Reflections on things past.
By Jón Baldvin Hannibalsson
Your national movement to reclaim your independence was certainly a national reawakening: A singing revolution. But it was also a grassroots’ movement to reclaim democracy: A human chain. Your singing revolution and the human chain, almost two million people holding hands – from Tallinn in the north to Vilnius in the south – became an internationally famous token for your fight for freedom.
The first advocate for the Baltic road to freedom to visit Iceland – to seek support from within NATO – was Endel Lippmaa – a renowned scientist. Edgar Savisaar, your first prime minister and Lennart Meri, your first foreign minister and later president, followed up. Basically they raised only one question: Could they rely upon the support of the leaders of Western democracy and their collective defence alliance – NATO?
A DIFFERENT AGENDA
It turned out that the leaders of Western democracy had a different agenda. The freedom fighters were received as unwelcome intruders and “spoilers of the peace”. They were in fact told to keep quiet and seek negotiations with their colonial masters – without preconditions. Why? Because your exit from the “evil empire” – to quote Reagan – would endanger peace. It could be the beginning of the dissolution of the Soviet Union. Gorbachev – our partner in ending the Cold war – would then be swept from power. The hardliners would re-emerge. It would mean a new Cold war and even outbreak of war in Eastern Europe.

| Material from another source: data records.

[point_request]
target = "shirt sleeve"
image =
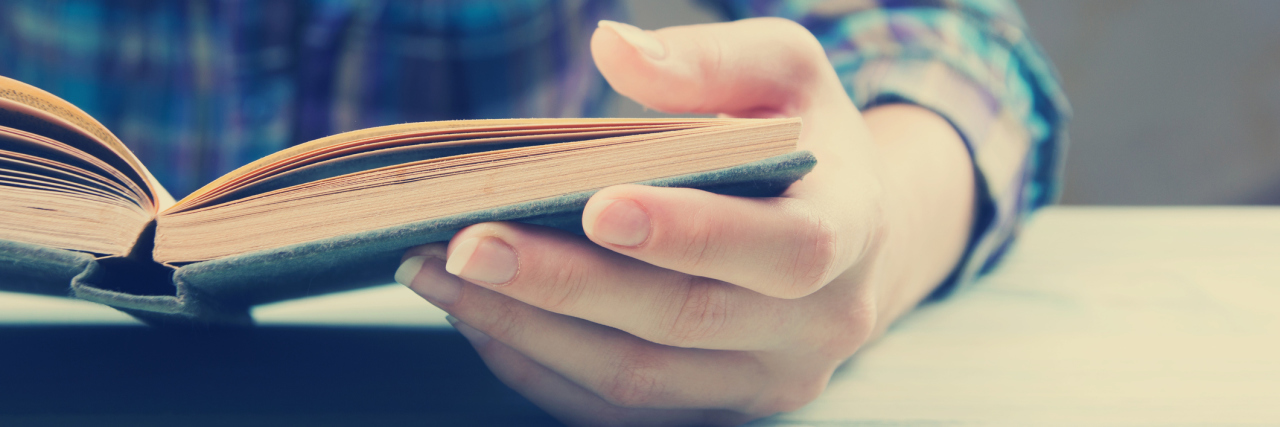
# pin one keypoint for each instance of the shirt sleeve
(974, 64)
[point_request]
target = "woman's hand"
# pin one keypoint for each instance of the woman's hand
(689, 307)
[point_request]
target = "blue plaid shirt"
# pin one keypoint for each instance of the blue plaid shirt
(197, 88)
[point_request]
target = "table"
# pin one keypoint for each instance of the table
(1100, 316)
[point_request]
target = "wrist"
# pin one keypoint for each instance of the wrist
(928, 182)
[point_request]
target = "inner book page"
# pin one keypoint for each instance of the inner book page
(440, 187)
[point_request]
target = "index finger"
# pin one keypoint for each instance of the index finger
(778, 247)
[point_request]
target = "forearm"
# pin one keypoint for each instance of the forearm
(929, 201)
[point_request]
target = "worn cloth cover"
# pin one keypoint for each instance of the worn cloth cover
(220, 292)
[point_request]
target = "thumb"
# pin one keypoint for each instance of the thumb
(746, 68)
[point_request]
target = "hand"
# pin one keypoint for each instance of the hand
(688, 307)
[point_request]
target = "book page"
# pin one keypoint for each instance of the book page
(357, 138)
(22, 102)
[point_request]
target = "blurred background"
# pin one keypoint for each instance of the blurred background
(1176, 101)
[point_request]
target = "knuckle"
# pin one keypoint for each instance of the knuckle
(800, 44)
(634, 381)
(702, 313)
(795, 394)
(699, 248)
(812, 258)
(507, 321)
(565, 289)
(851, 327)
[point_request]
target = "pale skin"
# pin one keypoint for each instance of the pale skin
(684, 307)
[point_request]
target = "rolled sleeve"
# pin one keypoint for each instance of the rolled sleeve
(972, 63)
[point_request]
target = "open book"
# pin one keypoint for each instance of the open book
(80, 215)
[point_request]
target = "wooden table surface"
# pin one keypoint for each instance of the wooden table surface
(1100, 316)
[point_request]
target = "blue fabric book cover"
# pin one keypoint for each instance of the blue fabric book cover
(81, 217)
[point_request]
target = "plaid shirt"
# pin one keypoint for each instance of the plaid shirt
(197, 88)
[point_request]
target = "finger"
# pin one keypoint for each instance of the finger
(752, 67)
(778, 247)
(568, 402)
(570, 275)
(621, 368)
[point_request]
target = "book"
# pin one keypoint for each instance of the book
(81, 216)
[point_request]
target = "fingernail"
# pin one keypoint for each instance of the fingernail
(639, 38)
(622, 223)
(471, 334)
(488, 260)
(426, 276)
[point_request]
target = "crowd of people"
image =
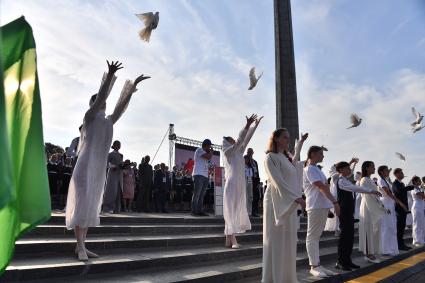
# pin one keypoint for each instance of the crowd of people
(380, 205)
(103, 181)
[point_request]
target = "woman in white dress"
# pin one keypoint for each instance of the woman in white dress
(389, 221)
(418, 231)
(371, 213)
(236, 219)
(281, 199)
(87, 183)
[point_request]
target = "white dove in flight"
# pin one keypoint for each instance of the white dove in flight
(253, 79)
(400, 156)
(355, 121)
(151, 21)
(417, 127)
(418, 117)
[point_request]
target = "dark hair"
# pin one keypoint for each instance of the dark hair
(272, 146)
(93, 98)
(341, 165)
(416, 179)
(311, 150)
(366, 165)
(206, 142)
(397, 171)
(381, 170)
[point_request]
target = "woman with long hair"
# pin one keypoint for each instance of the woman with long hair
(319, 200)
(281, 199)
(389, 221)
(85, 192)
(371, 213)
(236, 219)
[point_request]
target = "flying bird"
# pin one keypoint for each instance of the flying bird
(417, 127)
(355, 121)
(151, 21)
(253, 79)
(418, 117)
(400, 156)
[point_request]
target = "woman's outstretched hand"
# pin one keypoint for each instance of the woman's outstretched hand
(141, 78)
(114, 66)
(250, 120)
(258, 120)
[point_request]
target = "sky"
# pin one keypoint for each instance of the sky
(364, 57)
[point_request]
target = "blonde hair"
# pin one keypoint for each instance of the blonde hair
(272, 146)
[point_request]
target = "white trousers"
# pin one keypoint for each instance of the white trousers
(316, 221)
(249, 197)
(418, 232)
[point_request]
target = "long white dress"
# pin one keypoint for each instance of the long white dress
(235, 213)
(87, 183)
(280, 219)
(418, 231)
(389, 221)
(371, 212)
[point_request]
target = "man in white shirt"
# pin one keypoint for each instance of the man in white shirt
(345, 190)
(200, 176)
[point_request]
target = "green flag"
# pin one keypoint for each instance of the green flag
(29, 197)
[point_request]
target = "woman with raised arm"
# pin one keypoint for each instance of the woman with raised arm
(234, 195)
(86, 186)
(281, 199)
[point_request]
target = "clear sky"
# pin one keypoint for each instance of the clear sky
(359, 56)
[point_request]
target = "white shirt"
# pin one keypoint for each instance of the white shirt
(201, 164)
(315, 199)
(346, 185)
(249, 173)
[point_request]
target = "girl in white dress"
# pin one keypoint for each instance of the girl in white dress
(418, 231)
(371, 213)
(236, 219)
(281, 199)
(86, 186)
(389, 221)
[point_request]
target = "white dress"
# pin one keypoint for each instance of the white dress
(87, 183)
(371, 212)
(280, 219)
(236, 219)
(389, 221)
(418, 231)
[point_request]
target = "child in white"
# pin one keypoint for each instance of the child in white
(418, 216)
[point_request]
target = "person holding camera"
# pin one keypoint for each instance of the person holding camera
(200, 176)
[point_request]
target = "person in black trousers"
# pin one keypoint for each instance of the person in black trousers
(255, 183)
(400, 191)
(162, 185)
(144, 194)
(345, 190)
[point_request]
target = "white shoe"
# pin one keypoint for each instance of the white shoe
(372, 260)
(317, 272)
(327, 271)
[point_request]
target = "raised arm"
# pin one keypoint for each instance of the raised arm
(104, 90)
(250, 133)
(126, 93)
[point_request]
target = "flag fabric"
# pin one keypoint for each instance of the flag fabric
(28, 199)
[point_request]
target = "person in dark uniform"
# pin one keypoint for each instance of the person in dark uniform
(345, 190)
(400, 191)
(144, 196)
(161, 185)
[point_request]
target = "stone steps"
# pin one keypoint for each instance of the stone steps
(148, 248)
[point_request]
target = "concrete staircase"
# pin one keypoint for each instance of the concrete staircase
(152, 248)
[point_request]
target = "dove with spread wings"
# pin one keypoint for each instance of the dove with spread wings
(151, 21)
(418, 117)
(253, 79)
(400, 156)
(355, 120)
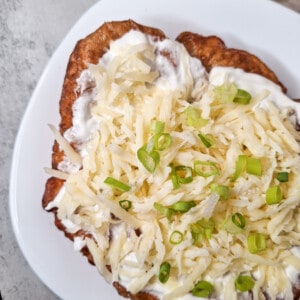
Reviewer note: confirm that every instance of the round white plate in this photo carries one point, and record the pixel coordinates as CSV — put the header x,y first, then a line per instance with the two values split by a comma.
x,y
262,27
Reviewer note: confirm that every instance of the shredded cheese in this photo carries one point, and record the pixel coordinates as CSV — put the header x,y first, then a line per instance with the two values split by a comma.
x,y
136,83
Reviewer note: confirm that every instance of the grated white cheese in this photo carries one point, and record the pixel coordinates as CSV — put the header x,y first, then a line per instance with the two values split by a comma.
x,y
135,83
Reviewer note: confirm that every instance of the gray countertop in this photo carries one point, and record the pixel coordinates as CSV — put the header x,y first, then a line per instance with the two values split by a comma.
x,y
30,31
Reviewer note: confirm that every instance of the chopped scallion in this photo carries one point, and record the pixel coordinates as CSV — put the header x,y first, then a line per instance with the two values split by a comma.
x,y
183,206
161,141
203,289
242,97
164,272
256,242
283,176
273,195
239,220
206,139
240,166
193,117
225,93
125,204
249,164
235,223
117,184
221,190
184,174
205,168
157,127
176,237
149,160
201,230
165,211
244,283
254,166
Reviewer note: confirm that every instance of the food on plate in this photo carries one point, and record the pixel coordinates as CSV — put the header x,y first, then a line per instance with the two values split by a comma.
x,y
176,167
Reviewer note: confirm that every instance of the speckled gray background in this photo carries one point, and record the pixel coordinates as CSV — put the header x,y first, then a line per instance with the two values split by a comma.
x,y
30,31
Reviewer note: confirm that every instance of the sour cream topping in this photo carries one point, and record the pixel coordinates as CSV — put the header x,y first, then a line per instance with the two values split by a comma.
x,y
141,79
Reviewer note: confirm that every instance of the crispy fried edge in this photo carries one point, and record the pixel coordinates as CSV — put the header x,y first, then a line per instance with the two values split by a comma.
x,y
88,51
212,51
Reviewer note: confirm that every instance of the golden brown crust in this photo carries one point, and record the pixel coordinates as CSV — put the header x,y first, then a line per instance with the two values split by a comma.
x,y
212,51
88,50
139,296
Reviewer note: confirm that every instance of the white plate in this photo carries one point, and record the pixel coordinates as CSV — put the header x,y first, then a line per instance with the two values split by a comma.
x,y
262,27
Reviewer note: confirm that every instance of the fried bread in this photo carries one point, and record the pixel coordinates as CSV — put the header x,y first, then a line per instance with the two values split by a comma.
x,y
211,50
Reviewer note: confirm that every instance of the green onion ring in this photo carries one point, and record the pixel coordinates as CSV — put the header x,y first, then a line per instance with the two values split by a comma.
x,y
161,141
242,97
125,204
176,237
203,289
244,283
273,195
238,220
205,168
183,206
149,160
164,272
256,242
283,176
117,184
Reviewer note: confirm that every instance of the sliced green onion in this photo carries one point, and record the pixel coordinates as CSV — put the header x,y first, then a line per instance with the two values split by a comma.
x,y
242,97
149,160
283,176
205,168
244,283
174,177
176,237
198,234
254,166
273,195
125,204
203,228
117,184
161,141
164,272
221,190
256,242
183,206
234,225
157,127
193,117
238,220
206,139
165,211
225,93
240,166
203,289
184,174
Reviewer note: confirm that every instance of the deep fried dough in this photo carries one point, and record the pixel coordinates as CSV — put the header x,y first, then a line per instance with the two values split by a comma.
x,y
210,50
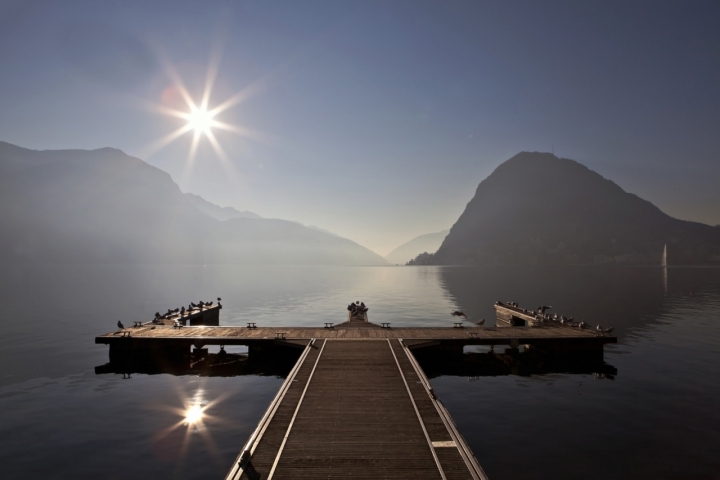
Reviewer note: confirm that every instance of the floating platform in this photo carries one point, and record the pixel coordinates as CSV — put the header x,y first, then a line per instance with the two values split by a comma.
x,y
356,404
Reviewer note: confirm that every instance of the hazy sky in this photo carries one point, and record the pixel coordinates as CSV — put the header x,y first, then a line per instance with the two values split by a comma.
x,y
377,120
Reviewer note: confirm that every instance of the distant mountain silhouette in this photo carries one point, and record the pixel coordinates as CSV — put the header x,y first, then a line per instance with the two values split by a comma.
x,y
537,208
216,211
77,206
429,242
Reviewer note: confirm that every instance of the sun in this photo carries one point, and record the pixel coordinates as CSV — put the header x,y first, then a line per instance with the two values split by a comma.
x,y
200,119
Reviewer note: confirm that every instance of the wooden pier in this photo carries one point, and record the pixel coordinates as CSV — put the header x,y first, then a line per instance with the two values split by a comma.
x,y
356,404
356,409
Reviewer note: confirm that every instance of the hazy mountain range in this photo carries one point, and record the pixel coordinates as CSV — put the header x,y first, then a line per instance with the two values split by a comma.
x,y
216,211
429,242
78,206
537,208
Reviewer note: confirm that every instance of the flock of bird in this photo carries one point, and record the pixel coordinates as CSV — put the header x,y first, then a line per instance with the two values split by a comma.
x,y
542,317
178,312
458,313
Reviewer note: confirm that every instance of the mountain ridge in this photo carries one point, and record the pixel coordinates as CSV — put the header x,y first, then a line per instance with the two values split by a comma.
x,y
103,206
536,208
428,242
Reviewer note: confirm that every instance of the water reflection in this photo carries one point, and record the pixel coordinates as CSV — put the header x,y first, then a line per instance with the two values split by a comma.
x,y
623,297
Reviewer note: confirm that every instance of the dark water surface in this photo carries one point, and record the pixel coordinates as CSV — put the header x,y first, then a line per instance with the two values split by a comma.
x,y
658,418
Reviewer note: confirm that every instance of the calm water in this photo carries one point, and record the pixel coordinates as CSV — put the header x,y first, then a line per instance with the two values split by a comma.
x,y
659,417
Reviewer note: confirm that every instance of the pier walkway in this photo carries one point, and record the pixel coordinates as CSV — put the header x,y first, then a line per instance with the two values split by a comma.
x,y
356,404
356,409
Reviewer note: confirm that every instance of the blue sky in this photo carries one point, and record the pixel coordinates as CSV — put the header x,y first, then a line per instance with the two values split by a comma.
x,y
378,119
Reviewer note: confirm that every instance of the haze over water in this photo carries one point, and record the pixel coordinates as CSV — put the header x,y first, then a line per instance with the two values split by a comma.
x,y
658,418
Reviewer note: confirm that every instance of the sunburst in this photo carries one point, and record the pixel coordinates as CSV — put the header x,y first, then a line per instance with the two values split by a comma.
x,y
201,118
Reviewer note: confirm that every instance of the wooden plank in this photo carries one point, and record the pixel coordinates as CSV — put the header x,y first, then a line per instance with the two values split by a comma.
x,y
355,418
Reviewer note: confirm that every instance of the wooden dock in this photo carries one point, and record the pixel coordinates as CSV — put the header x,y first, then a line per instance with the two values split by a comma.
x,y
356,404
356,409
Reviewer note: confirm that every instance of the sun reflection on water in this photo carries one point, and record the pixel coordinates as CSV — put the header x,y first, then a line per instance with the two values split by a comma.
x,y
193,414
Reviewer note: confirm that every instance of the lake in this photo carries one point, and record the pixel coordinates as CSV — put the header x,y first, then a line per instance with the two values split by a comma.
x,y
657,418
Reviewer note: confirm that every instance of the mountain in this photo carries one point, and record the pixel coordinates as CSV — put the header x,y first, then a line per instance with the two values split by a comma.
x,y
78,206
537,208
429,242
216,211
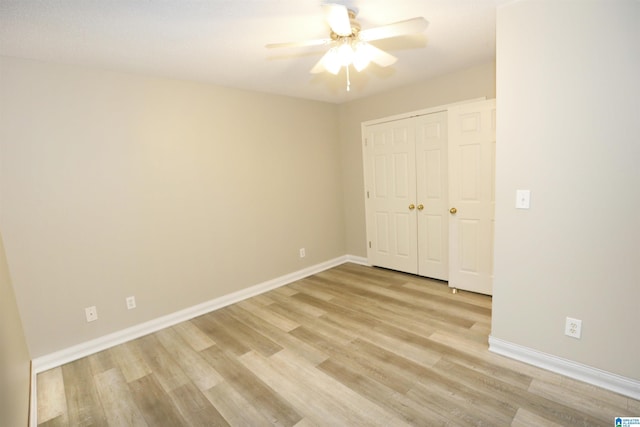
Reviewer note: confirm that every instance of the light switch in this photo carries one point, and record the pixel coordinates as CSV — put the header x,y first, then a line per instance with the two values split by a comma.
x,y
523,198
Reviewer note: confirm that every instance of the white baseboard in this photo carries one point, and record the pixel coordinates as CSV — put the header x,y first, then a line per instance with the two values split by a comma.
x,y
59,358
617,383
357,260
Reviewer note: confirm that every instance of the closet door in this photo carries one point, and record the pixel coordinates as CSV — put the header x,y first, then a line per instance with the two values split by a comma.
x,y
432,195
472,146
390,179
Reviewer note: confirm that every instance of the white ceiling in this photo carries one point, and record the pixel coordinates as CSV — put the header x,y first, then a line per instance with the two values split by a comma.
x,y
222,41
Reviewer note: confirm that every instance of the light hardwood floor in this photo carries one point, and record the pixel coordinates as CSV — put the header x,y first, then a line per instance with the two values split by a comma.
x,y
353,345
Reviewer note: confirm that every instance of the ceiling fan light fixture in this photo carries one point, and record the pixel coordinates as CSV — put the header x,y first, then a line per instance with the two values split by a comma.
x,y
345,53
361,56
331,61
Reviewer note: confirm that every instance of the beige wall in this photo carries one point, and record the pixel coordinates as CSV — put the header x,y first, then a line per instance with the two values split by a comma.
x,y
174,192
567,129
14,355
475,82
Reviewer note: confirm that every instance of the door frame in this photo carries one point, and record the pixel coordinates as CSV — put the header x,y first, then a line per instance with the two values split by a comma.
x,y
397,117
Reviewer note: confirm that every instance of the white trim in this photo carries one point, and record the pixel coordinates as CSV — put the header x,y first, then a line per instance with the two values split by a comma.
x,y
357,260
617,383
59,358
33,399
421,112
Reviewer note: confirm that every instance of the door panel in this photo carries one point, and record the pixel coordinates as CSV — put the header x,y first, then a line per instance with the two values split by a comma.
x,y
472,193
432,194
391,225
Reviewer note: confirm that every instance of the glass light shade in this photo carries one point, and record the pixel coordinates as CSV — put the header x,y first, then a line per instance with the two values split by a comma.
x,y
345,54
331,61
361,56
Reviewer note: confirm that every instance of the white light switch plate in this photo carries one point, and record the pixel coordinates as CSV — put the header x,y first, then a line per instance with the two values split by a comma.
x,y
523,199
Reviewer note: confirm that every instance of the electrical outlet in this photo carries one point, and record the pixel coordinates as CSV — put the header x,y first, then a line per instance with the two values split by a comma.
x,y
573,327
91,313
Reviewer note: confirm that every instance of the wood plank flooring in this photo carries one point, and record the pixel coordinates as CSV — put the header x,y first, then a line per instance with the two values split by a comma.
x,y
353,345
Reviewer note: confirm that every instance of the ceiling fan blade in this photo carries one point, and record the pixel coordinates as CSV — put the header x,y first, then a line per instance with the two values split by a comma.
x,y
401,28
329,62
337,17
379,56
305,43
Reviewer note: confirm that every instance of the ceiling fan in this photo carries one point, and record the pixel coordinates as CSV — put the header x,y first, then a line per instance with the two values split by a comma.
x,y
350,43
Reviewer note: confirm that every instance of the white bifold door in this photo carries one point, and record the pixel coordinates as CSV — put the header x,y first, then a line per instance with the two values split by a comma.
x,y
472,153
406,195
429,183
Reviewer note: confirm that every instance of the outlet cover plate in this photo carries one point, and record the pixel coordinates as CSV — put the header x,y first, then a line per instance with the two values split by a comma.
x,y
573,327
91,313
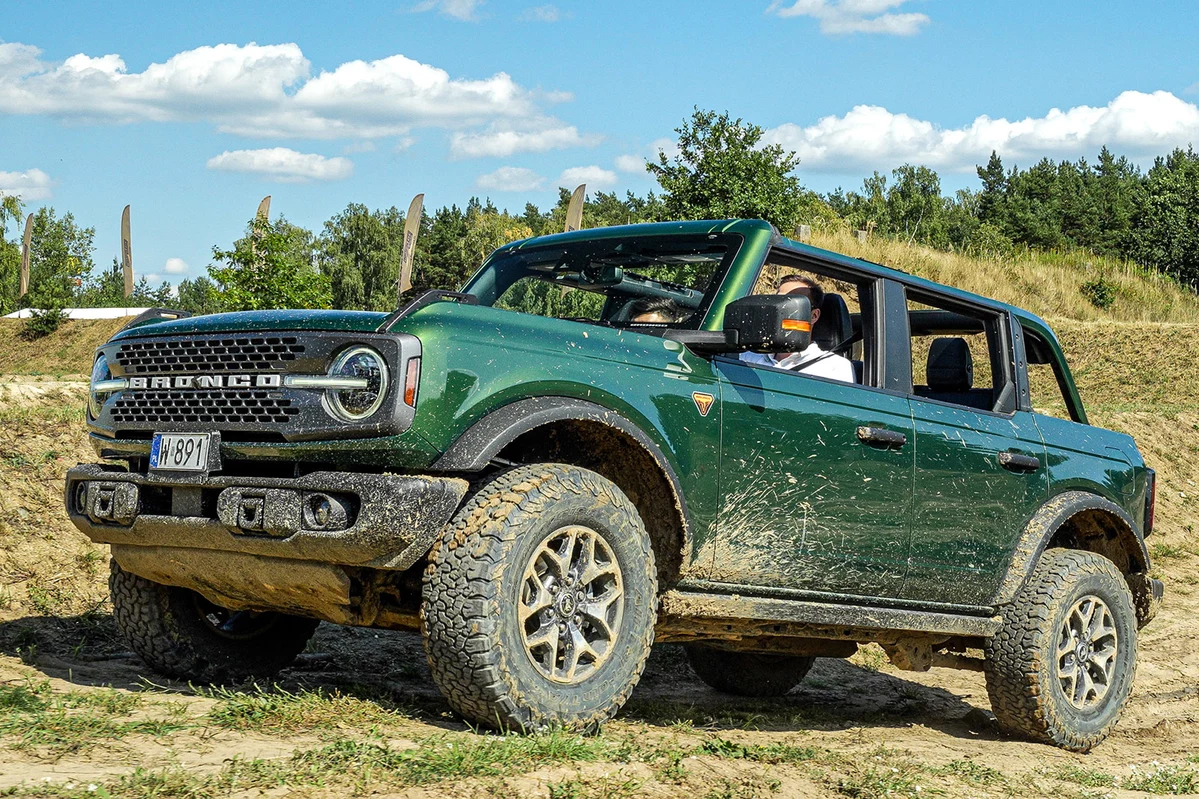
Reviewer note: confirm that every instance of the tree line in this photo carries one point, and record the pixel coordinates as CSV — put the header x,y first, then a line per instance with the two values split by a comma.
x,y
722,169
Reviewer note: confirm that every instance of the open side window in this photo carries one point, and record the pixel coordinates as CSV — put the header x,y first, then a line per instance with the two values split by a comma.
x,y
849,307
959,354
1048,380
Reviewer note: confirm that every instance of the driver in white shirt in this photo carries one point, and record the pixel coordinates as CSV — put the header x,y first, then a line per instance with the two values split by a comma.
x,y
813,360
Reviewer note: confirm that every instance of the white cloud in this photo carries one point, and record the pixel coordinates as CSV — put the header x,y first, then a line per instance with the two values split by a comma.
x,y
30,185
542,13
461,10
631,163
283,164
502,142
270,91
510,179
666,145
594,176
839,17
871,137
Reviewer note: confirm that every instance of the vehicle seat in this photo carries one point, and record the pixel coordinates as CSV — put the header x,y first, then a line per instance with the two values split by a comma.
x,y
835,324
951,376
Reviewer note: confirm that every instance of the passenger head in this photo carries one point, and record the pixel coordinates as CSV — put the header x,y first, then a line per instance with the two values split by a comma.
x,y
660,311
802,286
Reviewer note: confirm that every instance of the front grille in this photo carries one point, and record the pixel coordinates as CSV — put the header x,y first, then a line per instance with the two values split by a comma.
x,y
232,354
241,407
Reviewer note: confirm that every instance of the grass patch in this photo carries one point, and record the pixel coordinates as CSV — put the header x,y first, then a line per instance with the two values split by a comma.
x,y
1164,780
972,773
770,754
277,710
36,719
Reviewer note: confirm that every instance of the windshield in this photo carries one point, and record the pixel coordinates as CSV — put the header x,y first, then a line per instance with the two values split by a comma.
x,y
652,282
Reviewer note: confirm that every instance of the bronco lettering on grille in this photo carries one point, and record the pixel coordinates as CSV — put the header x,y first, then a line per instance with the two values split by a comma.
x,y
209,382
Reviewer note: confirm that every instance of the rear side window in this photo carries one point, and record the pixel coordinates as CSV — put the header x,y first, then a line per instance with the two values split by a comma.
x,y
958,355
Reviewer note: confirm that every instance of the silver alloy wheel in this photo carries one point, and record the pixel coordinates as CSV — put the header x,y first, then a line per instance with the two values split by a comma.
x,y
571,605
1086,653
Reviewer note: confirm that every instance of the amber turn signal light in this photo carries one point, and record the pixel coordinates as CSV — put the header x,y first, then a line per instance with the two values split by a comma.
x,y
411,378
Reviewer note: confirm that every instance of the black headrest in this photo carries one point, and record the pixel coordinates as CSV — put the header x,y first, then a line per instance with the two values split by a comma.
x,y
833,326
950,366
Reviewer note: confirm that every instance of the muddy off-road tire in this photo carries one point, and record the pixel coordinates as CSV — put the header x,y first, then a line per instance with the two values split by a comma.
x,y
180,634
1061,667
746,673
540,601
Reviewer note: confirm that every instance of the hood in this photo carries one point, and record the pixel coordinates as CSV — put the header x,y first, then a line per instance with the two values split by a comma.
x,y
259,322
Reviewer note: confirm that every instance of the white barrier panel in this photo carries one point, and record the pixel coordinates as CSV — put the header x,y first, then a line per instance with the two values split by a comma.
x,y
84,313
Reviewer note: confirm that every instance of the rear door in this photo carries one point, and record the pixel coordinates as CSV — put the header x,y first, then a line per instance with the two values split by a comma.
x,y
980,463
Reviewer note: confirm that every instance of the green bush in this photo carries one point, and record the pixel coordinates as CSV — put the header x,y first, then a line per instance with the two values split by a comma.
x,y
1101,293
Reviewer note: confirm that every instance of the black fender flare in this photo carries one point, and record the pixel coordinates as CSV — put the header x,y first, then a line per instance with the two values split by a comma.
x,y
483,440
1049,518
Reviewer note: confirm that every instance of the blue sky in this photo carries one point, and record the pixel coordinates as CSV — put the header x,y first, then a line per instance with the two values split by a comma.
x,y
192,113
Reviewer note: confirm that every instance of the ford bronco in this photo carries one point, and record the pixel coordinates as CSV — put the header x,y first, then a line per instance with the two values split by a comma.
x,y
543,484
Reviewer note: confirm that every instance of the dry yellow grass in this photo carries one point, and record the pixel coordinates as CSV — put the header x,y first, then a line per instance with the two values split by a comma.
x,y
67,350
1048,284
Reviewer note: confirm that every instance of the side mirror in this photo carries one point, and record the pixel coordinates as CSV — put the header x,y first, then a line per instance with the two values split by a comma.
x,y
767,323
770,323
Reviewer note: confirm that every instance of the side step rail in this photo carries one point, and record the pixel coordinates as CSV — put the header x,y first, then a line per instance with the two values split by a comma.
x,y
685,616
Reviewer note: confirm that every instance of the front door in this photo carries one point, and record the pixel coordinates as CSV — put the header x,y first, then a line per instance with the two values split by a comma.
x,y
813,496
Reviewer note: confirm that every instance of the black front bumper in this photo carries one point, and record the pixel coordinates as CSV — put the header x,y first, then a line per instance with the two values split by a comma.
x,y
333,517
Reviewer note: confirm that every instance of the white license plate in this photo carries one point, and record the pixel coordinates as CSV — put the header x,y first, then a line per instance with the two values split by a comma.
x,y
180,451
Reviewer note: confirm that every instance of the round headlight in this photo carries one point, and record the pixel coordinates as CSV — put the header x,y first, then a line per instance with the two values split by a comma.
x,y
100,371
366,366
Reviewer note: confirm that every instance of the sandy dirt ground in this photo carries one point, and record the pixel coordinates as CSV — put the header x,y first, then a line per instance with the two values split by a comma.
x,y
857,727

The leaders of the democratic West were right on one thing. There was a lot at stake. The liberation of the nations of Central and Eastern Europe from under the hegemony of the Soviet Union; the peaceful unification of Germany and united Germany’s continued membership of NATO; disarmament agreements – both concerning conventional and nuclear weapons; removal of occupational forces and reduction of armed forces. Those are serious issues of war and peace.